Le président du Conseil de la nation a, dans le même temps, insisté sur la nécessité de préserver la diversité des opinions politiques dans le cadre de la compétition démocratique, tout en faisant de l’intérêt supérieur du pays une référence commune.
Une législation appelée à évoluer
À l’Assemblée populaire nationale, Khalida Boufedeche a également insisté sur la nécessité de faire évoluer le travail parlementaire en fonction des transformations que connaît le pays.
La présidente de l’APN a notamment plaidé pour une adaptation des textes aux mutations économiques et numériques. L’objectif, selon elle, est de renforcer la clarté du cadre juridique, d’améliorer la sécurité institutionnelle et d’accompagner les politiques publiques de développement et de réforme.
Elle a également appelé à renforcer la coordination entre les deux chambres afin d’assurer une meilleure complémentarité du travail législatif et de veiller à la précision des textes adoptés.
Cette volonté de renforcer la coopération entre les deux institutions a également été exprimée par Azouz Nasri, qui a réaffirmé la disponibilité du Conseil de la nation à consolider les mécanismes de concertation et de coordination avec l’APN.

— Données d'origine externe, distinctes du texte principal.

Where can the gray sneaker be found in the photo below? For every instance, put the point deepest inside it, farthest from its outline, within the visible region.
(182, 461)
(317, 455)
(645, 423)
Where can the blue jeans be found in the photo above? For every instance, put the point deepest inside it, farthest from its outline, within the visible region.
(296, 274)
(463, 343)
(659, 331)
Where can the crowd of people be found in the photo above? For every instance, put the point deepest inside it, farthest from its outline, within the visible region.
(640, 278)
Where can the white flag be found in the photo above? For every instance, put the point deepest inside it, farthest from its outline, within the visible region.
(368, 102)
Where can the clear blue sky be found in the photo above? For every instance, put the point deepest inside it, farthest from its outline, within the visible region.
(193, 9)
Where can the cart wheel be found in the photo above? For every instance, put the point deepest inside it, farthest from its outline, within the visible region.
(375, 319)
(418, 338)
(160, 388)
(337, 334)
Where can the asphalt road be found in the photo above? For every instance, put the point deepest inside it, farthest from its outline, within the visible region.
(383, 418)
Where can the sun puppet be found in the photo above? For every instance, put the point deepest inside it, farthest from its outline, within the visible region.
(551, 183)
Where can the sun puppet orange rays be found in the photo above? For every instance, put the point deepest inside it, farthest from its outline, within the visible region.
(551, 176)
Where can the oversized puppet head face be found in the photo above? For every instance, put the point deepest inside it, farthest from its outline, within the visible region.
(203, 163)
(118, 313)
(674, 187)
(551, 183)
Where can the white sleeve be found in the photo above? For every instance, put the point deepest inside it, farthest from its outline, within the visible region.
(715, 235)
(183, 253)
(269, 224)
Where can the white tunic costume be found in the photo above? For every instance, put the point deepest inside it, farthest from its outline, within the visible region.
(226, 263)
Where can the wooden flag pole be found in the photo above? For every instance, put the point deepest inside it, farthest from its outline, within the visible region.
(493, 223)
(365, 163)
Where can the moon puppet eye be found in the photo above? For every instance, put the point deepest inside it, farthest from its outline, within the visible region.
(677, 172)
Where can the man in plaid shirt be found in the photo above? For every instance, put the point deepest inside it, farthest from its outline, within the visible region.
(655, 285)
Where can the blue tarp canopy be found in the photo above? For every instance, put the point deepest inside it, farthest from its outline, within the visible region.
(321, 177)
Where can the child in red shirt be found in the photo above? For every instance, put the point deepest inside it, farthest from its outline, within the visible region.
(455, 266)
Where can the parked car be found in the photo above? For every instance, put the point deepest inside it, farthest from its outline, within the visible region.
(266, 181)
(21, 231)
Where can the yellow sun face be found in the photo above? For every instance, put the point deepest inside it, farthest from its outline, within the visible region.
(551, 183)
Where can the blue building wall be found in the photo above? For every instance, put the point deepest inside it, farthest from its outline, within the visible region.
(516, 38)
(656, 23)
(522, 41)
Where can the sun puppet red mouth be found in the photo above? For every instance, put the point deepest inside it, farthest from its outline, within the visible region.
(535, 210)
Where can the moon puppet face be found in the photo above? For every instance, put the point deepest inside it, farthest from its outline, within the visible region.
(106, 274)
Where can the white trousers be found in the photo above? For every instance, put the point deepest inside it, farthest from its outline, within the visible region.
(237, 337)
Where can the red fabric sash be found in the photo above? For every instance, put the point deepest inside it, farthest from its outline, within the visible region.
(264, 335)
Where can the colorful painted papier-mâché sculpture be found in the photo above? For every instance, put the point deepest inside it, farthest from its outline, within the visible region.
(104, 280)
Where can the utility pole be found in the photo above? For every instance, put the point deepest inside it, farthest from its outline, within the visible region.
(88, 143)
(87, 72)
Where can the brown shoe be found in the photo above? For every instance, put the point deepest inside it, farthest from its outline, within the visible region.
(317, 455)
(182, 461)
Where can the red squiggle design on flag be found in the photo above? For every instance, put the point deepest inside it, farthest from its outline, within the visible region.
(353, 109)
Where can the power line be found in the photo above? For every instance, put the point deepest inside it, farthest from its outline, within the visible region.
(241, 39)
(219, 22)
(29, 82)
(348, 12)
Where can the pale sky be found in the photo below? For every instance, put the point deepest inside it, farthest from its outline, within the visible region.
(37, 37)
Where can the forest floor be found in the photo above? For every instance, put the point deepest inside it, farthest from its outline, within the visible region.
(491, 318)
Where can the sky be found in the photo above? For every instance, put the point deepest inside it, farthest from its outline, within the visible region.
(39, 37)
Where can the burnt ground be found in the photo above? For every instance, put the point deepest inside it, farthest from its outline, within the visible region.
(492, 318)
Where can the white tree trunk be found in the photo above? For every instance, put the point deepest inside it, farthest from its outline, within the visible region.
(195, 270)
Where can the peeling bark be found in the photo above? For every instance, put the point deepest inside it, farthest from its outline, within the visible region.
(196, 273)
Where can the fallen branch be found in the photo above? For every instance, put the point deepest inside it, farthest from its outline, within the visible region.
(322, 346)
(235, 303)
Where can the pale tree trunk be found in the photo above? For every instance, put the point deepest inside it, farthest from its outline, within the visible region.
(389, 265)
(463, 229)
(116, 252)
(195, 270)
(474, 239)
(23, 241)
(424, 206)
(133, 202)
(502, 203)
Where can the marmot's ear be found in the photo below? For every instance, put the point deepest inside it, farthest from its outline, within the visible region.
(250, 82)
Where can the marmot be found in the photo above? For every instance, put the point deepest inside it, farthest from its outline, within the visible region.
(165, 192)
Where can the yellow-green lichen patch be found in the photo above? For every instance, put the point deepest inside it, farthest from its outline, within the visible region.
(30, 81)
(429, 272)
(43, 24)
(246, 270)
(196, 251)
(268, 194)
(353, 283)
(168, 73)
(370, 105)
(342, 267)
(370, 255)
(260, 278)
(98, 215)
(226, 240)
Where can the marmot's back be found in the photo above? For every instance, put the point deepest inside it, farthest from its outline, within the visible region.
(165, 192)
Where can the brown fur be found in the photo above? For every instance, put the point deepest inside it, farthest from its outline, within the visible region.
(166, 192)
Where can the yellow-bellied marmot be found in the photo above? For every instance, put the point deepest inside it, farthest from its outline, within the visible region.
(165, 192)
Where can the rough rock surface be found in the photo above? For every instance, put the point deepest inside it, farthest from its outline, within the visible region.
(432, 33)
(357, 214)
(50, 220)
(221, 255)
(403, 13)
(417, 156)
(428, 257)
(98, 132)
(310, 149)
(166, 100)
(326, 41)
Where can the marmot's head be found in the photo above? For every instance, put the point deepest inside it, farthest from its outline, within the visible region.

Le citoyen au centre du mandat parlementaire
Au-delà des textes de loi, les deux discours ont insisté sur le lien entre le Parlement et les citoyens. Khalida Boufedeche a appelé les députés à rester à l’écoute de la population, à porter ses préoccupations et à exercer pleinement leurs missions législatives et de contrôle. Elle a souhaité faire de la nouvelle législature un espace de dialogue et de pratique démocratique, fondé sur «l’intérêt de l’Algérie» comme «dénominateur commun».
Azouz Nasri a, de son côté, appelé à faire des élections locales du 28 novembre une étape de consolidation de la pratique démocratique, de renouvellement des élites locales et de renforcement de la bonne gouvernance.
Les incendies ayant récemment touché plusieurs wilayas ont également marqué les deux interventions. Khalida Boufedeche a présenté ses condoléances aux familles des victimes et salué la mobilisation des institutions et la solidarité de la population. Azouz Nasri a, lui aussi, salué les instructions du président Abdelmadjid Tebboune pour une prise en charge rapide des sinistrés, ainsi que la mobilisation des pouvoirs publics et l’élan de solidarité à travers le pays.
Le volet sécuritaire et pénal point de mire
La présidente de l’APN a, par ailleurs, rendu hommage aux efforts de l’Armée nationale populaire et des différents corps de sécurité dans la lutte contre la criminalité organisée, la contrebande et le trafic de stupéfiants et de psychotropes.
Elle a également évoqué le projet annoncé concernant l’application de la peine de mort à l’encontre des personnes provoquant volontairement des incendies, ainsi que des ravisseurs d’enfants et des auteurs de mauvais traitements à leur encontre.
Ce dossier devrait donc compter parmi les questions sensibles qui accompagneront les travaux de la nouvelle session.
Les choix souverains réaffirmés
Sur le plan extérieur, les deux responsables parlementaires ont réaffirmé leur soutien aux orientations de la diplomatie algérienne.
Azouz Nasri a renouvelé son soutien à la décision de l’Algérie de rompre ses relations diplomatiques avec les Émirats arabes unis. Khalida Boufedeche a également présenté cette décision comme relevant des choix souverains du pays et de la défense de ses intérêts supérieurs.
La présidente de l’APN a, par ailleurs, réaffirmé le soutien de l’Algérie au droit du peuple palestinien à la liberté, à l’indépendance et à l’établissement de son État. Elle a également rappelé la position algérienne sur la question du Sahara occidental et son attachement au droit de l’Afrique au développement.
Avec les textes financiers et institutionnels attendus, les réformes du cadre juridique et les questions liées aux préoccupations citoyennes, la nouvelle session parlementaire s’annonce ainsi marquée par plusieurs dossiers à forts enjeux, sur lesquels les deux chambres devront désormais concentrer leurs travaux.